Poor training compounded these losses.

Alexander Kovalenko, an analyst for the website InfoResist, told Kontur that some recruits reached the front just one or two weeks after signing contracts. Outdated equipment and slow modernization intensified the toll.

"There are actually several levels to the issue, and that makes them sustain losses because of corruption, not bullets," he said.

Kovalenko cited another practice: administering psychedelic narcotics during assaults to blunt fear and heighten euphoria. Russian gains, he argued, often relied on mass rather than tactics.

"For the most part the main element they're using now is quantity. . . . Russia scorns human life," he said.

An endless supply of recruits

Despite rampant dysfunction, analysts see little chance of a sudden collapse of Russia's front lines. Daily casualties are quickly replaced by fresh recruits and prisoners.
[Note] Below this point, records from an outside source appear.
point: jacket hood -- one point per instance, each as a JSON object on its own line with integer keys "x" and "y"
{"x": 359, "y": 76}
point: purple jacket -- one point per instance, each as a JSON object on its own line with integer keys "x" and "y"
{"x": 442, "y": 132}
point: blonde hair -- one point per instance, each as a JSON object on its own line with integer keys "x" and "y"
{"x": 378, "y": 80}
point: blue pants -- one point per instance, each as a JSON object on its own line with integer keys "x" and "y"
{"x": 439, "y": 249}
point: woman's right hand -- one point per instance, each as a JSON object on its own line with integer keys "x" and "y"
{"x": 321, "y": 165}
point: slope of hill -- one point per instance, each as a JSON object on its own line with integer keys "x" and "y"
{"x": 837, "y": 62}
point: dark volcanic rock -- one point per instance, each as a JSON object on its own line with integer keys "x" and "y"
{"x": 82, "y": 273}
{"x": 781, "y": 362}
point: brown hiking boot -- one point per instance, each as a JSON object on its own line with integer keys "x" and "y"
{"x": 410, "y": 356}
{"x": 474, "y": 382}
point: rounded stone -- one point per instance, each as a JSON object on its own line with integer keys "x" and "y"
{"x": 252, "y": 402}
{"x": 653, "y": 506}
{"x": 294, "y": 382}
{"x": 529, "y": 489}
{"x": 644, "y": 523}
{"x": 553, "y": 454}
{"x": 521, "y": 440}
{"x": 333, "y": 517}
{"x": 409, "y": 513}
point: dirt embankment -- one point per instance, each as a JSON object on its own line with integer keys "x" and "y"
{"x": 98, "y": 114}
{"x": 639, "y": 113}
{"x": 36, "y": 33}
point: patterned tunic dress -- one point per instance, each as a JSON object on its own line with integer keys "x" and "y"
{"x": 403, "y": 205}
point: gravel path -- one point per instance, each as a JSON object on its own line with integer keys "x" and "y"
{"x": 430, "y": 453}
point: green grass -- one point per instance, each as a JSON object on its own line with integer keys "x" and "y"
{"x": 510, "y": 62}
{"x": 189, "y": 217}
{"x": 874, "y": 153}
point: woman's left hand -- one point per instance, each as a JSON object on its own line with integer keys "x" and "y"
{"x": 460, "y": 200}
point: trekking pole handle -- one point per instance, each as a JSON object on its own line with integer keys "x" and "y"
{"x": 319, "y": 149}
Tabalov said he did not foresee the system breaking. The army, he argued, has long operated under harsh conditions. Many impoverished Russians enlist even when they expect not to survive.

"Even now there are some naive people who believe they can trick [the system] . . . and earn money and stay alive," he said.

A year-round draft provides a second manpower stream.

Tabalov said the Defense Ministry could always supply whatever "meat" commanders demanded. Russia planned to draft 295,000 people this year, its highest figure in a decade.

This vast pool of recruits allows the Kremlin to hold its lines despite staggering losses. But analysts said the model has limits. Without ammunition or weapons, manpower alone cannot sustain the fight.

"If there's nothing to shoot with, there won't be any successes," Tabalov said, adding that only far-reaching sanctions on Russia's defense industry could undermine the system that keeps the war going.